The vast mineral wealth was discovered by a small team of Pentagon officials and US geologists. The Afghan government and President Hamid Karzai were recently briefed, US officials said.

The report said that an internal Pentagon memo states that Afghanistan could become the ‘Saudi Arabia of lithium’, a key raw material in the manufacture of batteries for laptops and BlackBerrys.

While it could take many years to develop a mining industry, the potential is so great that officials and executives in the industry believe it could attract heavy investment even before mines become profitable.

‘There is stunning potential here,’ Gen. David H. Petraeus, commander of the US Central Command, said in an interview.

‘There are a lot of ifs, of course, but I think potentially it is hugely significant,’ the report quoted him as saying.
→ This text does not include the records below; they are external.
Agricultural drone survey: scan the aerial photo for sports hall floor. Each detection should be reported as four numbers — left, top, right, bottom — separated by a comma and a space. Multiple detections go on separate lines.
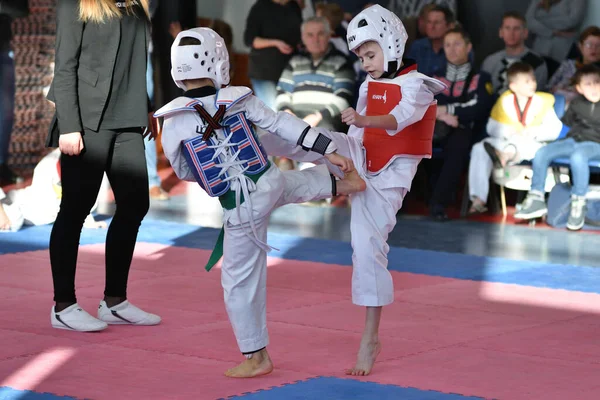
1, 168, 600, 400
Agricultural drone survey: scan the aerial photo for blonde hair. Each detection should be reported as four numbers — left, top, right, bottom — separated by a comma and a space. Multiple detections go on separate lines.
79, 0, 150, 24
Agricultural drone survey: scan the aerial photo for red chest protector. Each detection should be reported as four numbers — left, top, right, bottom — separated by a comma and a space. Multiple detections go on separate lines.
363, 79, 436, 173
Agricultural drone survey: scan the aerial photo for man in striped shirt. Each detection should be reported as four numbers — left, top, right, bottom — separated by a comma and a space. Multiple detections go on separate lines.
275, 16, 356, 133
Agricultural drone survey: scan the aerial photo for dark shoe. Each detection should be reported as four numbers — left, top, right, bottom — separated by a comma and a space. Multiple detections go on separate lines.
0, 164, 23, 186
430, 205, 449, 222
566, 195, 586, 231
483, 142, 503, 169
514, 192, 547, 220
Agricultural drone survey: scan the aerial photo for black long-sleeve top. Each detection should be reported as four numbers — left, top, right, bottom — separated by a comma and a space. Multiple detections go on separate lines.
243, 0, 302, 82
562, 95, 600, 143
434, 63, 495, 127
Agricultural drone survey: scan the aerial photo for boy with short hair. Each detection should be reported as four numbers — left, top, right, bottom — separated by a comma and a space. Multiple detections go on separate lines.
467, 61, 562, 214
480, 11, 547, 95
156, 28, 365, 378
515, 64, 600, 230
270, 4, 446, 375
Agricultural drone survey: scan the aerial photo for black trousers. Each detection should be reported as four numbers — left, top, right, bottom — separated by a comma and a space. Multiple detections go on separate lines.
50, 128, 150, 303
430, 126, 474, 208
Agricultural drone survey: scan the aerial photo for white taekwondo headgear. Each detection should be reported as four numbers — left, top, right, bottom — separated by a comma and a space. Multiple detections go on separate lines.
346, 4, 408, 72
171, 27, 230, 90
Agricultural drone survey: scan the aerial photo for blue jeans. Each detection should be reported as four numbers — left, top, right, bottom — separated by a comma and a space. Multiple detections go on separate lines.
0, 50, 15, 165
250, 79, 277, 110
145, 52, 160, 188
531, 138, 600, 196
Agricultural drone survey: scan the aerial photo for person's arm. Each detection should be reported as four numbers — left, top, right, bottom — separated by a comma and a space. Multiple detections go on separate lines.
243, 2, 262, 48
53, 0, 85, 135
525, 0, 554, 38
244, 95, 337, 155
243, 4, 292, 54
385, 79, 434, 135
486, 119, 516, 139
243, 2, 290, 51
545, 0, 586, 31
560, 99, 577, 127
527, 107, 563, 142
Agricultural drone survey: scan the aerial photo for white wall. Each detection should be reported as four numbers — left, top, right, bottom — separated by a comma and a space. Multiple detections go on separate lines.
196, 0, 255, 53
195, 0, 225, 20
581, 0, 600, 30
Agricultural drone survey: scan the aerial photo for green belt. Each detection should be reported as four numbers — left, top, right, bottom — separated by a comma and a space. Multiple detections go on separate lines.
204, 162, 271, 271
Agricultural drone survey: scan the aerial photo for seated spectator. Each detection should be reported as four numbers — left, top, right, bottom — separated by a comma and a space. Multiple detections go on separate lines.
429, 27, 494, 221
275, 16, 355, 133
315, 2, 348, 56
407, 5, 465, 77
416, 3, 437, 39
481, 11, 547, 95
515, 65, 600, 231
0, 149, 104, 231
387, 1, 456, 48
467, 62, 562, 214
526, 0, 586, 64
547, 26, 600, 103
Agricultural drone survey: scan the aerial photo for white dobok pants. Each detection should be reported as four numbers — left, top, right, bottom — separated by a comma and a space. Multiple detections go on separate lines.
261, 130, 410, 308
221, 164, 332, 353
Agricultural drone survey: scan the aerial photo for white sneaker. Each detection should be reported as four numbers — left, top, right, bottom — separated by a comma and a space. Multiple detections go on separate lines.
97, 300, 161, 326
51, 304, 108, 332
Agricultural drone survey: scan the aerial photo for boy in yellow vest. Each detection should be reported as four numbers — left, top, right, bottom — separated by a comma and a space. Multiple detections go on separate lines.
467, 62, 562, 214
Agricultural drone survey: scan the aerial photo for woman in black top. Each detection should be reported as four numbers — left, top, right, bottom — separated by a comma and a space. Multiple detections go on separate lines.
244, 0, 302, 109
46, 0, 160, 332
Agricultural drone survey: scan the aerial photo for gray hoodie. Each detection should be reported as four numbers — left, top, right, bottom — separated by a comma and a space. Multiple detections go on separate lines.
525, 0, 586, 62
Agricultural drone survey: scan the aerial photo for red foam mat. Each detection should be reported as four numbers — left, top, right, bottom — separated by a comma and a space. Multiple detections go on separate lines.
1, 244, 600, 400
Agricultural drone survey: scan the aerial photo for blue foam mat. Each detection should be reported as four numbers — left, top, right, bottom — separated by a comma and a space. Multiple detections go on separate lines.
0, 387, 75, 399
226, 377, 486, 400
2, 218, 600, 294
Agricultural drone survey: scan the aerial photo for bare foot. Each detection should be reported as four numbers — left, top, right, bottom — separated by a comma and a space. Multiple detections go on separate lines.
224, 348, 274, 378
337, 169, 366, 195
345, 340, 382, 376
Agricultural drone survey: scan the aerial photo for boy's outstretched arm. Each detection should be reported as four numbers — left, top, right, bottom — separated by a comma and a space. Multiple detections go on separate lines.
341, 108, 397, 130
244, 95, 337, 156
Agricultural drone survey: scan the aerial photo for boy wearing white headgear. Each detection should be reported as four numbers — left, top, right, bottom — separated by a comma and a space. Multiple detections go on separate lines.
155, 27, 365, 378
288, 4, 447, 375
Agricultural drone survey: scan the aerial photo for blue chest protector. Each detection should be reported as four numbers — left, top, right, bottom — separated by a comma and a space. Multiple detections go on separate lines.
181, 111, 269, 197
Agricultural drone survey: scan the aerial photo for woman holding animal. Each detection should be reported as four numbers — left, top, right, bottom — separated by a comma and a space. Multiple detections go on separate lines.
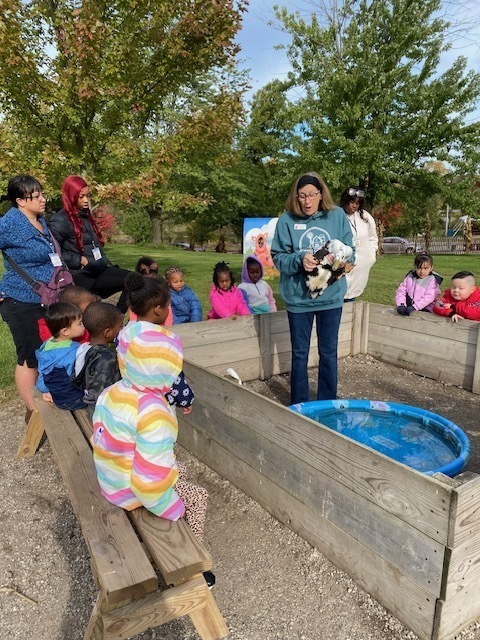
271, 172, 355, 404
340, 187, 378, 301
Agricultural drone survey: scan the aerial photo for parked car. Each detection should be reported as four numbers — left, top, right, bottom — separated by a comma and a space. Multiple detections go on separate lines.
170, 242, 191, 250
381, 237, 424, 254
170, 242, 206, 251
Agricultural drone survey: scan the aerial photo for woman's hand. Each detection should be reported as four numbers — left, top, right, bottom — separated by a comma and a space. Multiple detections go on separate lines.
80, 256, 89, 267
302, 253, 319, 272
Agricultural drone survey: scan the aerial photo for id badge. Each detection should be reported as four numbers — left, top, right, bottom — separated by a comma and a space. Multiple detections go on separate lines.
49, 253, 62, 267
92, 247, 102, 261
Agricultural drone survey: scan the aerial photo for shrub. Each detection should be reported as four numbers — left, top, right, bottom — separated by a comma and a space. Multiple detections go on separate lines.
117, 203, 153, 243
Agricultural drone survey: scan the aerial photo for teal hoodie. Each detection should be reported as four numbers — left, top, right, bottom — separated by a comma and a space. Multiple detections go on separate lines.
271, 206, 355, 313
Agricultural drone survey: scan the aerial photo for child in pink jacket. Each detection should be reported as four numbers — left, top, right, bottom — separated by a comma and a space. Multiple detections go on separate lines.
395, 253, 442, 316
207, 261, 251, 320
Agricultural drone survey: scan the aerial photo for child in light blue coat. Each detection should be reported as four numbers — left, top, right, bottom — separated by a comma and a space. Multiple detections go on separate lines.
238, 255, 277, 314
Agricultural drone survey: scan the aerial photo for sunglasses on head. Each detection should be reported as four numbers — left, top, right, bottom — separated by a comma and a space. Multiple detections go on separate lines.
347, 188, 365, 198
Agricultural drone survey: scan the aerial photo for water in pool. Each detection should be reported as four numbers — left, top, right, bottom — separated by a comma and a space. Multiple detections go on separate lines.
310, 408, 458, 473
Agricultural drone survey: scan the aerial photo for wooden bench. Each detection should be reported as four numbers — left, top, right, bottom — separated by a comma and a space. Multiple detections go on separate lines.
17, 394, 229, 640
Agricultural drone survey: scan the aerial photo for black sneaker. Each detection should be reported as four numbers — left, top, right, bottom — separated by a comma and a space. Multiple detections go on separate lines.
203, 571, 216, 589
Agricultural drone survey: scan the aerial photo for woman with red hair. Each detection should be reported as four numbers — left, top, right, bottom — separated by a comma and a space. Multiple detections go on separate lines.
49, 176, 130, 311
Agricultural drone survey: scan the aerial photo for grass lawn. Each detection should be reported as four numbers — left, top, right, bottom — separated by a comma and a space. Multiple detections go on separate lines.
1, 245, 479, 391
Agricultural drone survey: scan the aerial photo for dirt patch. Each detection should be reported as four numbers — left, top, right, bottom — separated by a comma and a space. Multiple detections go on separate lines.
1, 357, 480, 640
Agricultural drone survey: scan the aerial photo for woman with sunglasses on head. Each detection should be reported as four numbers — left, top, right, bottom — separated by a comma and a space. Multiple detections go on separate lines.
0, 175, 57, 420
271, 172, 355, 404
339, 187, 378, 301
49, 176, 131, 313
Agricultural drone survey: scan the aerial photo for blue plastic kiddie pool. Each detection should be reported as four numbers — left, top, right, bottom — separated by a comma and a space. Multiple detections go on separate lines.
289, 399, 470, 477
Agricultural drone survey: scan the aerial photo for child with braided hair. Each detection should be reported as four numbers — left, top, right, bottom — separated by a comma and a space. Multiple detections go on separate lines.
207, 261, 251, 320
164, 265, 202, 324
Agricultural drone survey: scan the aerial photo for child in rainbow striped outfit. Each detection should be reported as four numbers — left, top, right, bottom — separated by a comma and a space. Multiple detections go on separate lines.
92, 271, 208, 541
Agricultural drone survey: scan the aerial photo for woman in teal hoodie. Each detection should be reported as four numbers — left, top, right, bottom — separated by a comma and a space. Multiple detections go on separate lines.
271, 172, 355, 404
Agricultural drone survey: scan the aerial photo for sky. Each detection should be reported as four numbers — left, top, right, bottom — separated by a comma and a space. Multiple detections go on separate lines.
235, 0, 480, 122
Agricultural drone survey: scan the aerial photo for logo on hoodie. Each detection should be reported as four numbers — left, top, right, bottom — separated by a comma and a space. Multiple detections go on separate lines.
299, 228, 332, 253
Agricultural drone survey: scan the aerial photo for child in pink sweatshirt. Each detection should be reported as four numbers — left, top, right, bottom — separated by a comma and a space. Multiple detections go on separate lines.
395, 253, 442, 315
207, 261, 251, 320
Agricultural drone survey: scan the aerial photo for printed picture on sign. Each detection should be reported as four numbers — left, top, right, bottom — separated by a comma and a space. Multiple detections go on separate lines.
243, 218, 279, 273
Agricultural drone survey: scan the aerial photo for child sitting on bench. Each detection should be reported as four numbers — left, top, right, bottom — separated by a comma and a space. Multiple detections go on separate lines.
36, 302, 87, 410
92, 273, 211, 578
72, 301, 124, 419
38, 284, 97, 343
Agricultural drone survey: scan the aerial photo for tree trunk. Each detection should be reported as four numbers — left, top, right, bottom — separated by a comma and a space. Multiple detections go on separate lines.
147, 204, 164, 245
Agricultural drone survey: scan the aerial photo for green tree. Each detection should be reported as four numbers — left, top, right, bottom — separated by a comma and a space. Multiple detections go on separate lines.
274, 0, 480, 211
0, 0, 245, 195
98, 74, 248, 244
238, 80, 301, 217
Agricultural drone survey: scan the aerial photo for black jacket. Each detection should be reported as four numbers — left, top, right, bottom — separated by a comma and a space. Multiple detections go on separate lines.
49, 208, 109, 274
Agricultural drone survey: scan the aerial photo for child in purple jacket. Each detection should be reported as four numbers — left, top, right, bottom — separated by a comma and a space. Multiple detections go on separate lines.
207, 261, 251, 320
395, 253, 443, 316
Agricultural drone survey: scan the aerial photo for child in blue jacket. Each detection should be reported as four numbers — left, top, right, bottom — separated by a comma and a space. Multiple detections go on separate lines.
36, 302, 87, 410
165, 266, 202, 324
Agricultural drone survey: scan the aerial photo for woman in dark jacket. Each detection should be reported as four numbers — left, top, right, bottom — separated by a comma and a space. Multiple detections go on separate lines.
49, 176, 130, 312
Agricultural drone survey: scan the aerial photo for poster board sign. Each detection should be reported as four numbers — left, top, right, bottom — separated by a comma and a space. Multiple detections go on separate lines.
243, 217, 279, 273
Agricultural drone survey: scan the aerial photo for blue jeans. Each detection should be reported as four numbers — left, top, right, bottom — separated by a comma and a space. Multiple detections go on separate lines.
287, 307, 343, 405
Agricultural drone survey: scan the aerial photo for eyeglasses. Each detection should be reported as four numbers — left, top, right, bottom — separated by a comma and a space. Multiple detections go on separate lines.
298, 191, 321, 201
25, 192, 48, 201
347, 188, 365, 198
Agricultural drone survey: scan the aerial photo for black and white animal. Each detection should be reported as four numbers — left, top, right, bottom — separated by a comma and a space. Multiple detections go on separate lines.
304, 239, 354, 298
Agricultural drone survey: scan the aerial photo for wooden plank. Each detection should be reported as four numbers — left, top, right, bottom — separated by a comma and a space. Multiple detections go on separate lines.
207, 358, 260, 383
103, 577, 209, 640
74, 408, 93, 439
173, 315, 257, 348
181, 362, 453, 545
179, 424, 436, 640
448, 475, 480, 546
471, 325, 480, 394
180, 337, 260, 368
180, 399, 445, 596
368, 323, 474, 365
433, 587, 480, 640
443, 537, 480, 600
16, 407, 45, 459
368, 304, 478, 344
258, 313, 273, 380
368, 341, 473, 390
360, 301, 370, 354
36, 399, 158, 605
440, 475, 480, 602
350, 301, 362, 355
129, 509, 212, 586
188, 588, 229, 640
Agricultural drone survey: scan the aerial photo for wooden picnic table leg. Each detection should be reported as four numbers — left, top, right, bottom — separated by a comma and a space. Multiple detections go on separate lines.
84, 591, 132, 640
83, 591, 107, 640
16, 408, 45, 459
188, 579, 229, 640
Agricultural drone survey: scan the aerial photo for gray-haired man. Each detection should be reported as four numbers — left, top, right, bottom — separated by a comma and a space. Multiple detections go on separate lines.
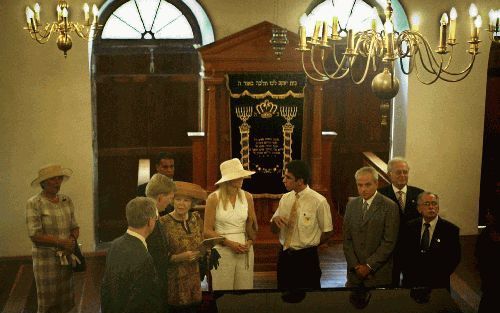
343, 167, 399, 288
378, 157, 424, 286
101, 197, 163, 313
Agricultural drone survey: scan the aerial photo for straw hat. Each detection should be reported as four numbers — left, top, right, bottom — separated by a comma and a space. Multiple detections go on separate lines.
215, 158, 255, 185
174, 181, 207, 201
31, 164, 72, 188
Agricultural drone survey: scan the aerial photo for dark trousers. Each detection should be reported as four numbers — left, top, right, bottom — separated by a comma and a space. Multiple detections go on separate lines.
277, 246, 321, 290
478, 290, 499, 313
392, 243, 403, 287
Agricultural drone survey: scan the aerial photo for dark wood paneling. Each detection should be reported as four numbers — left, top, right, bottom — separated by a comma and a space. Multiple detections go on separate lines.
95, 48, 201, 242
96, 52, 200, 75
150, 79, 199, 147
96, 79, 150, 148
97, 156, 137, 241
479, 44, 500, 225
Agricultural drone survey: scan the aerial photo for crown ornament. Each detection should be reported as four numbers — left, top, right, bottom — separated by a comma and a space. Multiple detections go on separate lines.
256, 100, 278, 118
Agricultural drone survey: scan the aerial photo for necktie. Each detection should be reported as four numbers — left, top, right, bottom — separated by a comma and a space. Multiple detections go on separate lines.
284, 193, 300, 249
362, 201, 369, 221
420, 223, 431, 251
397, 190, 405, 211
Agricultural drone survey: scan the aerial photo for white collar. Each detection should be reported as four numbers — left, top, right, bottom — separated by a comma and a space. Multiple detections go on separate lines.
364, 191, 378, 206
126, 229, 148, 250
295, 185, 310, 197
392, 184, 408, 194
422, 216, 439, 228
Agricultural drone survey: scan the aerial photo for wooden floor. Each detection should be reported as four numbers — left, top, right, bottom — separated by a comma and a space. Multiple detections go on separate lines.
0, 236, 481, 313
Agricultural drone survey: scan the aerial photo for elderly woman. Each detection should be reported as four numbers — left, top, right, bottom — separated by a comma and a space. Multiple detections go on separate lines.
145, 173, 176, 307
204, 158, 258, 290
160, 181, 207, 313
26, 164, 80, 313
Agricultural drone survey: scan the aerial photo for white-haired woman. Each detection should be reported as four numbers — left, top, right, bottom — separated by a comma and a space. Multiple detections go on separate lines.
160, 181, 207, 313
26, 164, 80, 313
145, 173, 176, 306
204, 158, 258, 290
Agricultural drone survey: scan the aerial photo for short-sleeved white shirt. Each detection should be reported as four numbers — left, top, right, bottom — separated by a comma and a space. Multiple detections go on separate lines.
271, 186, 333, 250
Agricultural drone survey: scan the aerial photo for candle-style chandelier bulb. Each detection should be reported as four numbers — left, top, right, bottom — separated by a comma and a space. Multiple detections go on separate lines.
411, 14, 420, 31
450, 7, 457, 20
441, 13, 449, 25
475, 15, 483, 28
469, 4, 478, 18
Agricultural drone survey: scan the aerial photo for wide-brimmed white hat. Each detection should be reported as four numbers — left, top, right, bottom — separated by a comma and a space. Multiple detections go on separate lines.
215, 158, 255, 185
31, 164, 72, 188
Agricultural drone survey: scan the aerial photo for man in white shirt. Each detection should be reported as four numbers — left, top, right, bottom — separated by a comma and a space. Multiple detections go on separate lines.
271, 160, 333, 290
343, 167, 399, 288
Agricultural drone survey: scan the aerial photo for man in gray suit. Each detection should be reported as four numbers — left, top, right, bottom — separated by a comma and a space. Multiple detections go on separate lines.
343, 167, 400, 288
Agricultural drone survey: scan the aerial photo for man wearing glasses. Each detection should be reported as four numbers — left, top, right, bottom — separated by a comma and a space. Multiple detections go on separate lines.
379, 157, 424, 286
401, 192, 461, 291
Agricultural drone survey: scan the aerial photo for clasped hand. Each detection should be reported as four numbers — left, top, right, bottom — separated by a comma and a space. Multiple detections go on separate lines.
60, 237, 76, 254
178, 250, 201, 262
354, 264, 372, 279
225, 240, 251, 254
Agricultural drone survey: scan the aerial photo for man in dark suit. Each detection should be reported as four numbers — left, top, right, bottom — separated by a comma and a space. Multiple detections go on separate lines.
379, 157, 423, 222
101, 197, 163, 313
401, 192, 461, 290
137, 152, 175, 215
378, 157, 424, 286
343, 166, 400, 288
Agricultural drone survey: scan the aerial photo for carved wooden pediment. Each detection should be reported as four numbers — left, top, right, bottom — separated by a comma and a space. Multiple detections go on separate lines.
198, 21, 303, 74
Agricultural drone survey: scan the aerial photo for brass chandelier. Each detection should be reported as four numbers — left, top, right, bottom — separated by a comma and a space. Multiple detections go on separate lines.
24, 1, 103, 57
297, 0, 500, 101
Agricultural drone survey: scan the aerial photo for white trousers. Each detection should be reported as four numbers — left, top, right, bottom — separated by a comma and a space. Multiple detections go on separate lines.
210, 245, 254, 290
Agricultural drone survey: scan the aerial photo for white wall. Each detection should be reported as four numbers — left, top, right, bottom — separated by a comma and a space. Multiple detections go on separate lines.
403, 0, 492, 235
0, 1, 95, 256
0, 0, 493, 256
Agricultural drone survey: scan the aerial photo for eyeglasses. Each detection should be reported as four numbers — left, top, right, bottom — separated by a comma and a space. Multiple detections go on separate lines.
392, 170, 409, 175
420, 201, 438, 207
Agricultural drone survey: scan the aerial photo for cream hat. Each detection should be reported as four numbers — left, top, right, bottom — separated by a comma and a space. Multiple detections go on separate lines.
31, 164, 72, 188
215, 158, 255, 185
174, 181, 207, 201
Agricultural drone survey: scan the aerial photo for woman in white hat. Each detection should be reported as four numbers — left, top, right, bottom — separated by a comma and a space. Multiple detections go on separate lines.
204, 158, 258, 290
160, 181, 207, 313
26, 164, 80, 313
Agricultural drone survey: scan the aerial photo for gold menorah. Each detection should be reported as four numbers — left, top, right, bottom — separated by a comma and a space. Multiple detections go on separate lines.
236, 106, 253, 170
280, 106, 297, 124
236, 106, 253, 123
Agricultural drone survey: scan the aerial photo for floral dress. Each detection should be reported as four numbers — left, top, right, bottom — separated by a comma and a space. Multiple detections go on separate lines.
26, 193, 78, 313
160, 211, 203, 307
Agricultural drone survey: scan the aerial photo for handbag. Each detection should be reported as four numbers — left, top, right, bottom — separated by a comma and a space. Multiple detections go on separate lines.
199, 247, 221, 281
71, 237, 86, 272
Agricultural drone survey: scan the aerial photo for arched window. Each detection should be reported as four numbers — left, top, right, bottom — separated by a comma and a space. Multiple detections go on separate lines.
92, 0, 214, 242
99, 0, 213, 44
304, 0, 383, 35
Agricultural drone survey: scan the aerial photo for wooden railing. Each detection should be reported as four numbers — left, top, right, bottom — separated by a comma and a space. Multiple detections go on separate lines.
362, 151, 390, 187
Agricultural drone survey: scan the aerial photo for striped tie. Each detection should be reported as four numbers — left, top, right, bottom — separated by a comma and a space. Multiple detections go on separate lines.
284, 193, 300, 249
362, 201, 369, 221
397, 190, 405, 211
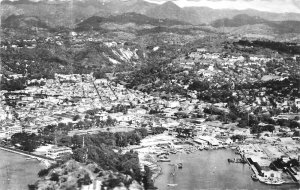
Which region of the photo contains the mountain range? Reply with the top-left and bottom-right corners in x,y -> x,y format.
2,0 -> 300,27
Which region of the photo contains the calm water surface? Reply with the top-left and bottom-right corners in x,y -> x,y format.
155,149 -> 299,190
0,149 -> 43,190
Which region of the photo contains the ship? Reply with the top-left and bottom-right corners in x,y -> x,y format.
177,163 -> 183,169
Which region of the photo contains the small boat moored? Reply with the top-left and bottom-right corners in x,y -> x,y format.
167,184 -> 178,187
158,158 -> 171,162
251,174 -> 259,181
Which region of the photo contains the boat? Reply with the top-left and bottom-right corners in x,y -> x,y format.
177,163 -> 183,169
271,180 -> 284,185
264,180 -> 284,185
267,181 -> 284,185
251,174 -> 259,181
158,158 -> 171,162
261,178 -> 284,185
167,183 -> 177,186
228,158 -> 234,163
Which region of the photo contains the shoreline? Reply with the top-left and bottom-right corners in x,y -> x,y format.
152,163 -> 162,183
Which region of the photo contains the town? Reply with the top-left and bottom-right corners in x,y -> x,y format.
1,60 -> 300,188
1,0 -> 300,188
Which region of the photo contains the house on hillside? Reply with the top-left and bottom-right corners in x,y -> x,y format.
295,99 -> 300,108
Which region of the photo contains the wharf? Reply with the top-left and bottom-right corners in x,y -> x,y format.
243,152 -> 298,186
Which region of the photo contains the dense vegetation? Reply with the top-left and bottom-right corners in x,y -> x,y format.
234,40 -> 300,55
10,132 -> 42,152
8,126 -> 166,187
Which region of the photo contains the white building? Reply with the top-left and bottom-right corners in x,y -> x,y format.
46,146 -> 73,159
295,98 -> 300,108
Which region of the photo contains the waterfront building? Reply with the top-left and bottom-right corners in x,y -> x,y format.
46,146 -> 73,160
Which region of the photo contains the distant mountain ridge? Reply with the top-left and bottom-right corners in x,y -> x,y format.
212,14 -> 300,34
212,14 -> 266,27
2,0 -> 300,27
75,12 -> 190,31
2,14 -> 49,30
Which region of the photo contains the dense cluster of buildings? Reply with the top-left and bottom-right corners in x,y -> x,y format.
0,49 -> 299,184
176,48 -> 300,114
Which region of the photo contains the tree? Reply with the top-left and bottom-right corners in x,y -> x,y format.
143,165 -> 155,190
231,135 -> 246,142
73,115 -> 81,121
50,173 -> 60,182
78,174 -> 92,187
106,116 -> 116,126
287,159 -> 300,167
289,120 -> 300,129
238,119 -> 248,128
136,128 -> 148,138
58,135 -> 72,147
119,151 -> 142,182
115,133 -> 128,147
188,80 -> 209,91
152,127 -> 167,134
38,169 -> 50,177
291,104 -> 299,113
73,148 -> 86,163
11,132 -> 41,152
266,125 -> 275,133
293,131 -> 300,137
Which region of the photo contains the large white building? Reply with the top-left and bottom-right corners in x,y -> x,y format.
46,146 -> 73,160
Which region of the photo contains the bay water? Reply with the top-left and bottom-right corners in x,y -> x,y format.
155,149 -> 299,190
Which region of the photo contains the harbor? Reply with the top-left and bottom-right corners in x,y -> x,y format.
129,132 -> 300,189
154,149 -> 300,190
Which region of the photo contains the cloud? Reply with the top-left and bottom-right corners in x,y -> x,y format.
292,0 -> 300,9
145,0 -> 300,13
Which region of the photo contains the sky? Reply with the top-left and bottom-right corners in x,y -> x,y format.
144,0 -> 300,13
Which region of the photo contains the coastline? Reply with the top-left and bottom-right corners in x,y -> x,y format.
152,163 -> 163,183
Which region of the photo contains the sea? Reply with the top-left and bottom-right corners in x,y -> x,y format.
155,149 -> 299,190
0,149 -> 43,190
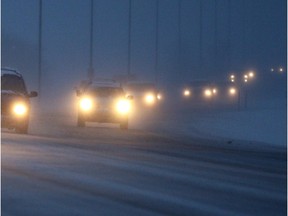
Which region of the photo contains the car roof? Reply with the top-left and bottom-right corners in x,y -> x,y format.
91,82 -> 121,88
1,67 -> 22,78
79,79 -> 122,90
The value of the newly discovered mineral deposits dwarfs the size of Afghanistan’s existing war-bedraggled economy, which is based largely on opium production and narcotics trafficking as well as aid from the US and other industrialized countries.

Afghanistan’s gross domestic product is only about $12 billion. ‘This will become the backbone of the Afghan economy,’ said Jalil Jumriany, an adviser to the Afghan minister of mines.

The report said the new found wealth could also cause problems. It could lead the Taliban to battle even more fiercely to regain control of the country, the newspaper said.

The corruption that is already rampant could also be amplified by the new wealth, particularly if a handful of well-connected oligarchs, some with personal ties to the president, gain control of the resources.

Endless fights could erupt between the central government in Kabul and provincial and tribal leaders in mineral-rich districts.

At the same time, American officials fear resource-hungry China will try to dominate the development of Afghanistan’s mineral wealth, which could upset the US, given its heavy investment in the region.

With virtually no mining industry or infrastructure in place today, it will take decades for Afghanistan to exploit its mineral wealth fully.

The mineral deposits are scattered throughout the country, including in the southern and eastern regions along the border with Pakistan that have had some of the most intense combat in the US-led war against the Taliban.